Light & Wonder Inc has been served with a class action lawsuit in Australia’s Supreme Court of Victoria, alleging that certain representations made by the gaming supplier about its Dragon Train product “lacked reasonable grounds”.
The proceedings were filed by law firm Phi Finney McDonald on behalf of shareholders who acquired interests in the company’s Chess Depositary Interests (CDIs) between 22 May 2023 and 24 September 2024. Light & Wonder disclosed the action in a filing on Thursday.
What the Claim Alleges
The shareholder case centres on representations made about the Dragon Train title during the defined period, with plaintiffs arguing those statements were not backed by reasonable grounds. Light & Wonder said it intends to “vigorously defend the proceeding” and did not provide further detail on the potential financial exposure.
The class action is separate from the intellectual property dispute that preceded it. Light & Wonder previously settled a claim brought by Aristocrat Leisure Ltd over Dragon Train, agreeing to pay US$127.5 million to resolve the matter. That settlement contributed to the company reporting a US$15 million net loss in the fourth quarter of 2025.
Analyst Outlook
JP Morgan Securities Australia Ltd assessed Light & Wonder’s near-term earnings trajectory in a February memo, suggesting the company’s 2026 earnings shape would be “broadly similar” to 2025. The bank cautioned that margin resilience may prove difficult given persistent cost burdens and the continuing impact of trade tariffs.
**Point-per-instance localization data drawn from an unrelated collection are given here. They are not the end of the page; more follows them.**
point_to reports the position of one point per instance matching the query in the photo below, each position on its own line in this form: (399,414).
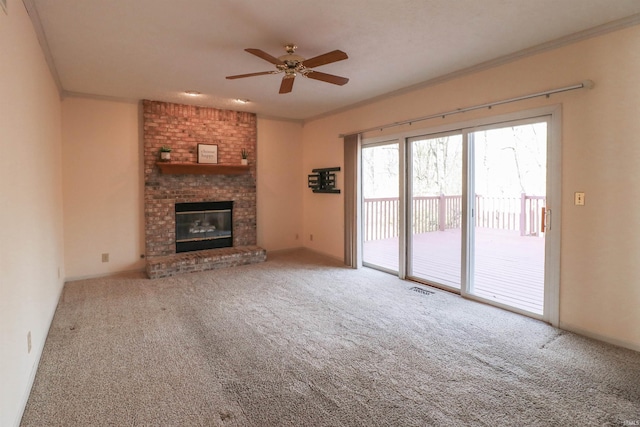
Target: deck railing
(439,213)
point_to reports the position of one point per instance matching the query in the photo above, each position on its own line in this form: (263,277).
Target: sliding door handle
(545,223)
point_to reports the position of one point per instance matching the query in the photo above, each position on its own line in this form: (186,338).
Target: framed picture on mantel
(207,154)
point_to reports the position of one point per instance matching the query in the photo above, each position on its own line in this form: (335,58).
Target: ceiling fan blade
(329,78)
(287,84)
(327,58)
(264,55)
(261,73)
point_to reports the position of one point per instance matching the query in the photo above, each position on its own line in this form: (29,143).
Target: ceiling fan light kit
(292,64)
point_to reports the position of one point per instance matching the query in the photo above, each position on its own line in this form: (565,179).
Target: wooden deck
(509,268)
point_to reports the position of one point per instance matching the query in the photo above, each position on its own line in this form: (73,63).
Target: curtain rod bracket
(585,84)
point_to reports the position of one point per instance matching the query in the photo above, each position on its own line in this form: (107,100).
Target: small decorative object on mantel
(165,153)
(207,154)
(324,181)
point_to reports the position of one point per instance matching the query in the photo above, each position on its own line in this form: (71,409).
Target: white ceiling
(157,49)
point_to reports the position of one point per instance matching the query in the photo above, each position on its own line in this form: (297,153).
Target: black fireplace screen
(203,225)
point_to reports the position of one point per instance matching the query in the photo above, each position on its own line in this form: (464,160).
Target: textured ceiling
(157,49)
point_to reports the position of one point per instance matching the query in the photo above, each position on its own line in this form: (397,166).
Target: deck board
(509,268)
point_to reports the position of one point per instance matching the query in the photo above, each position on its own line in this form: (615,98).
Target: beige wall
(600,246)
(31,250)
(280,184)
(103,187)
JP Morgan estimated Light & Wonder’s adjusted EBITDA at US$1.53 billion for 2026, up from US$1.44 billion in 2025 — a modest recovery that would still leave the supplier managing elevated legacy costs from the Dragon Train legal cycle.
Context
The class action adds a further litigation layer to a case that has already produced one of the more significant IP settlements in recent gaming industry history. For shareholders who held CDIs across the relevant period, the claim questions whether the market was given an accurate picture of the Dragon Train product’s commercial and legal position at the time.
Light & Wonder’s response — to defend vigorously without elaborating on financial exposure — is standard practice for active proceedings. However, the absence of any guidance on potential liability leaves analysts and investors working off the JP Morgan EBITDA estimate as the closest available proxy for the company’s 2026 financial trajectory.
The case is one to watch given the defined shareholder class period spans more than a year and straddles the window in which the Aristocrat dispute was developing toward settlement.